Intervention de Laure Darcos

Réunion du jeudi 29 juin 2023 à 9h05
Office parlementaire d'évaluation des choix scientifiques et technologiques

Laure Darcos, sénatrice, rapporteure :

Comme pour le reste de la recherche française en biologie-santé, on observe depuis quelques années un déclassement de la recherche française en oncologie, sous-financée par rapport aux meilleurs standards internationaux. Pour les essais cliniques, malgré de récentes améliorations, l'attractivité française continue de souffrir de délais de mise en place perçus comme trop longs. La France continue cependant de participer à un nombre important d'études interventionnelles en oncologie et se place au 3e rang mondial sur ce critère.

Concernant l'accessibilité aux médicaments, le dispositif d'accès précoce permet aux patients français de bénéficier de manière anticipée – c'est-à-dire avant même leur mise sur le marché – de traitements considérés comme particulièrement innovants. Toutefois, l'Observatoire sociétal des cancers fait valoir qu'il existe d'importantes inégalités dans l'accès aux traitements, dont les plus innovants, accentuant de ce fait les inégalités de santé sociales et géographiques existantes. On peut également souligner des difficultés d'accès à certains tests diagnostiques, qui empêchent l'utilisation de médicaments personnalisés, et les pénuries qui affectent certains médicaments essentiels.

Plusieurs des personnes auditionnées ont estimé que la doctrine de la Haute Autorité de santé (HAS) à l'égard de certains nouveaux traitements était inadaptée. S'il est évidemment indispensable de conserver une exigence de qualité quant à l'examen des nouvelles thérapies, les modalités d'évaluation doivent pouvoir prendre en compte les spécificités liées à ces nouveaux traitements. Quelques témoignages aberrants ont montré le décalage par rapport à la temporalité de la HAS.

Enfin, le prix de ces traitements est souvent bien supérieur à celui des traitements actuels, en raison des efforts de R&D nécessaires, de coûts de production parfois élevés et de marchés plus restreints dans le cas de traitements personnalisés. À l'avenir, cette tendance est susceptible d'avoir un impact sur l'équilibre financier de notre système de protection sociale et d'interroger l'équité d'accès aux meilleurs traitements disponibles.
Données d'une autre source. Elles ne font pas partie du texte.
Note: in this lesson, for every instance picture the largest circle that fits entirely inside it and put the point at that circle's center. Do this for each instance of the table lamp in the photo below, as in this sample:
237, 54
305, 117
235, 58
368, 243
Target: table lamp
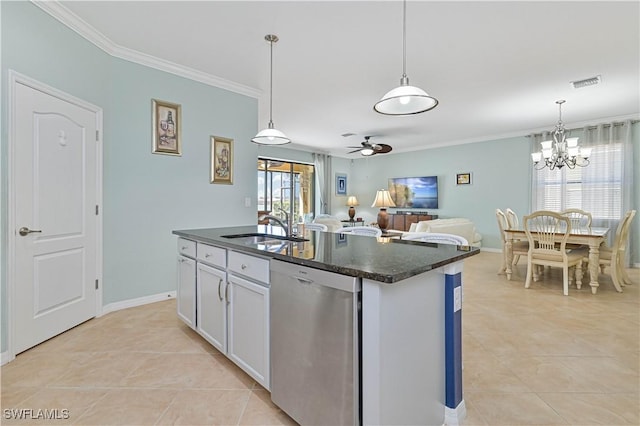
383, 200
352, 201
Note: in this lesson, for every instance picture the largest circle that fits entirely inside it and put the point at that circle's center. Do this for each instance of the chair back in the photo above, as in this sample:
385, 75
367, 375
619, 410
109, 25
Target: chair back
579, 218
369, 231
502, 224
542, 228
437, 237
512, 219
316, 227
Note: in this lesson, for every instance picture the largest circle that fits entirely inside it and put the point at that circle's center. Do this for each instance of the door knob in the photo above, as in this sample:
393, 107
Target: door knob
26, 231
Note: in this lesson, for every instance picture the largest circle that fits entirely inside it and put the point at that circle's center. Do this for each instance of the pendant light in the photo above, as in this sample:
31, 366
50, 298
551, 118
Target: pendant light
270, 135
405, 99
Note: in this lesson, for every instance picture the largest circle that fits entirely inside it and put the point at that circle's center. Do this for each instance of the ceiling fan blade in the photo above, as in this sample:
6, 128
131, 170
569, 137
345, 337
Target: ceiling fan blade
384, 148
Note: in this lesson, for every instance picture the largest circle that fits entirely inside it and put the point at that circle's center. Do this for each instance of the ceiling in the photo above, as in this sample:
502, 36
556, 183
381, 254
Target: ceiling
496, 68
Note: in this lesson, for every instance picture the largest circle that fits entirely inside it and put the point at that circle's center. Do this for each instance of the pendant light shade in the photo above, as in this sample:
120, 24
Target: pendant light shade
405, 99
271, 135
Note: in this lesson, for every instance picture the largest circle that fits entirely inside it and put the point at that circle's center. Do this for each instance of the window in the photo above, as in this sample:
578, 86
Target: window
596, 188
285, 189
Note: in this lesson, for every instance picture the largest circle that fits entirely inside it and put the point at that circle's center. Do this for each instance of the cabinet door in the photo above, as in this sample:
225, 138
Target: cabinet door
186, 291
249, 328
212, 306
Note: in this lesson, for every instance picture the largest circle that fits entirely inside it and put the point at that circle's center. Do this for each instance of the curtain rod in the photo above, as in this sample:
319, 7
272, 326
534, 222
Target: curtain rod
615, 124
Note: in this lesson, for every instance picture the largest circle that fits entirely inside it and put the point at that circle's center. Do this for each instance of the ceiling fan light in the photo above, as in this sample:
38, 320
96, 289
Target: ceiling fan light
367, 151
270, 136
405, 100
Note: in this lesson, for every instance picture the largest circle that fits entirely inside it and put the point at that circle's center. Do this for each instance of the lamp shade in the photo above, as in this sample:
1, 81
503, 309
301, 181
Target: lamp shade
270, 136
405, 100
383, 199
352, 201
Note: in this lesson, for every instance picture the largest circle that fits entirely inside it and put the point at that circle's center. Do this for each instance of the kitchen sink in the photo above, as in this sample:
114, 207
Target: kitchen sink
257, 238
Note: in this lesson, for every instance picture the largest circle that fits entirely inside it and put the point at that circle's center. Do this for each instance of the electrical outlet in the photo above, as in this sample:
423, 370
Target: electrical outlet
457, 299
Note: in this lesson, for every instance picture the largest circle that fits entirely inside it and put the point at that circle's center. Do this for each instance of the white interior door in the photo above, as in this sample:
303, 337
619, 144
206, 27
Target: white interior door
54, 193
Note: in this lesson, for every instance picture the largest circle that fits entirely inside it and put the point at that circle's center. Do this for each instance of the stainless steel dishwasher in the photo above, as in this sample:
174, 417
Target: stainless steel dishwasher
315, 345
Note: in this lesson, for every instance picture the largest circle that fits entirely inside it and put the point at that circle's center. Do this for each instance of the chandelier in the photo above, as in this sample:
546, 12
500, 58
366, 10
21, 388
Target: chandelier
561, 151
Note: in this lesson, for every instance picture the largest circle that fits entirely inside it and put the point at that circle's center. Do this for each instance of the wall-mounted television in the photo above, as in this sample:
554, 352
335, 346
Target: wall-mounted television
415, 192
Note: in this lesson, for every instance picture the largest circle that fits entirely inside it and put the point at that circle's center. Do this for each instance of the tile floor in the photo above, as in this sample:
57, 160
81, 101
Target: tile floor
531, 357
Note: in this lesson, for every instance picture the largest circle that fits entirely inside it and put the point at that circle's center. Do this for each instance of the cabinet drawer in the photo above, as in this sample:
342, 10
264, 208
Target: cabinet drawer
187, 247
214, 256
250, 266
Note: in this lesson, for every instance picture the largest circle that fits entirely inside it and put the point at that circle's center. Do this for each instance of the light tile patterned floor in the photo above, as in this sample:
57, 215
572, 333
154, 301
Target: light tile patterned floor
531, 357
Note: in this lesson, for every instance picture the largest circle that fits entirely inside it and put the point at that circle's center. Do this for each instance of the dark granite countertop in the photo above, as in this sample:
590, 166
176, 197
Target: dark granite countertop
387, 260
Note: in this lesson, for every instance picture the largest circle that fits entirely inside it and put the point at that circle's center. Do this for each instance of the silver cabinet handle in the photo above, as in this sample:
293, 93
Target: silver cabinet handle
26, 231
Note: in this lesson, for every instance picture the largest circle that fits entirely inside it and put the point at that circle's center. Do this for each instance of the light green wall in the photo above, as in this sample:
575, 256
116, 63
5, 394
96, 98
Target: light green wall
501, 173
145, 195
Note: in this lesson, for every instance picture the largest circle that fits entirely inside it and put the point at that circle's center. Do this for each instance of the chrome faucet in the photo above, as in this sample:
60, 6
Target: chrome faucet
277, 220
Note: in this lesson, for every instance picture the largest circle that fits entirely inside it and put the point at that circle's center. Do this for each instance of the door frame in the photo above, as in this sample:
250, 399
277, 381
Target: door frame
16, 78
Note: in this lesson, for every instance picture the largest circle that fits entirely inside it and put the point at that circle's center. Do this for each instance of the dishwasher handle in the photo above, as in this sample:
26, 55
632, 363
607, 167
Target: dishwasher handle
302, 280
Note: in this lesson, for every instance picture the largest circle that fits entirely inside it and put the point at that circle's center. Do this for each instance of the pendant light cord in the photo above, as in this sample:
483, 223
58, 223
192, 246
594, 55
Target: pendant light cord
404, 38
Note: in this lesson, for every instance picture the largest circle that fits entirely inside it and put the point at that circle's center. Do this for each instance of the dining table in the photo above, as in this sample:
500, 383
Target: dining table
591, 236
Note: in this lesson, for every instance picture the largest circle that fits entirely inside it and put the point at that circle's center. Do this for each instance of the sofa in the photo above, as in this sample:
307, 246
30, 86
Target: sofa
456, 226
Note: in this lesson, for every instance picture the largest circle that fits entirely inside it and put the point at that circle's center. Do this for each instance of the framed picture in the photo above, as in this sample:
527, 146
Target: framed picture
221, 160
341, 184
167, 128
463, 179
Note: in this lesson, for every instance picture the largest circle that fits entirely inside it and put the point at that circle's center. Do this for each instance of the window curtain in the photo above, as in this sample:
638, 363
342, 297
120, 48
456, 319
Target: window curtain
604, 187
322, 163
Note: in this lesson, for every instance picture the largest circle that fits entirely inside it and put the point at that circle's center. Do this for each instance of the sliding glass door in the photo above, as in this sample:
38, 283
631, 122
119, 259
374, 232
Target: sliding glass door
285, 190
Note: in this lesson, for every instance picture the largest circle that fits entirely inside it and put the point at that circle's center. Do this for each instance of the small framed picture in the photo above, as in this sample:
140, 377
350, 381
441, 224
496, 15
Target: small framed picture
463, 179
221, 160
167, 128
341, 184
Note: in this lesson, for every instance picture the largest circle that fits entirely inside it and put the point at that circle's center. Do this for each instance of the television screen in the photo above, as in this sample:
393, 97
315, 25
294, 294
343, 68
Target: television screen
415, 192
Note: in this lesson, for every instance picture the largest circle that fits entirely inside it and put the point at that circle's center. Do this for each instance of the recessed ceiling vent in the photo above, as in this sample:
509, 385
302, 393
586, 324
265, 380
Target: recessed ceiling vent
587, 82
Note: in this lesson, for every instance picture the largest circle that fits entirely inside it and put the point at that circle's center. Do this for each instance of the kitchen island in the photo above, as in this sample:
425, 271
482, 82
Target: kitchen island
409, 365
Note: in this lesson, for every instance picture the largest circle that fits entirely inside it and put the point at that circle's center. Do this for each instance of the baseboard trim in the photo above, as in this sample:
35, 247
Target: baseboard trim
455, 416
490, 250
5, 357
131, 303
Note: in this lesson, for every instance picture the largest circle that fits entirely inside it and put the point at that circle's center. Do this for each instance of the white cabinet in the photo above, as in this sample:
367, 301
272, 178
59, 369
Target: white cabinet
248, 315
186, 291
249, 328
212, 306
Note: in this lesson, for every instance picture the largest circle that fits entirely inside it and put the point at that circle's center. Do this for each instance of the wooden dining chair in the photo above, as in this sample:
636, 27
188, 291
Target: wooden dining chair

J'en viens donc à nos neuf recommandations :

- soutenir financièrement le développement de traitements innovants en France, de la recherche fondamentale au développement industriel, et encourager la mise en place de partenariats public-privé ;

- renforcer le rôle de programmation et de coordination de l'Institut national du cancer (INCa) pour la recherche en oncologie et s'en servir de modèle pour simplifier l'organisation de la recherche publique en biologie-santé ;

- développer la disponibilité des tests diagnostiques, indispensables pour la médecine de précision, et permettre leur remboursement ;

- accroître le nombre de plateformes de génomique, en développant la relation public-privé ;

- permettre une mise en place plus rapide des essais cliniques, de façon à augmenter l'attractivité française pour la recherche, en offrant notamment de nouveaux moyens aux Comités de protection des personnes (CPP) ;

- inviter la Haute Autorité de santé (HAS) à adapter ses modèles d'évaluation pour les traitements innovants ;

- accroître le nombre de conseillers en génétique, de bio-informaticiens et d'attachés de recherche clinique en milieu hospitalier en faisant appel à des acteurs d'origine scientifique ;

- réformer l'Objectif national des dépenses d'assurance maladie (ONDAM) pour permettre une gestion pluriannuelle des dépenses de médicaments innovants ;

- associer autant que possible aux décisions les chercheurs, associations de patients, médecins et industriels.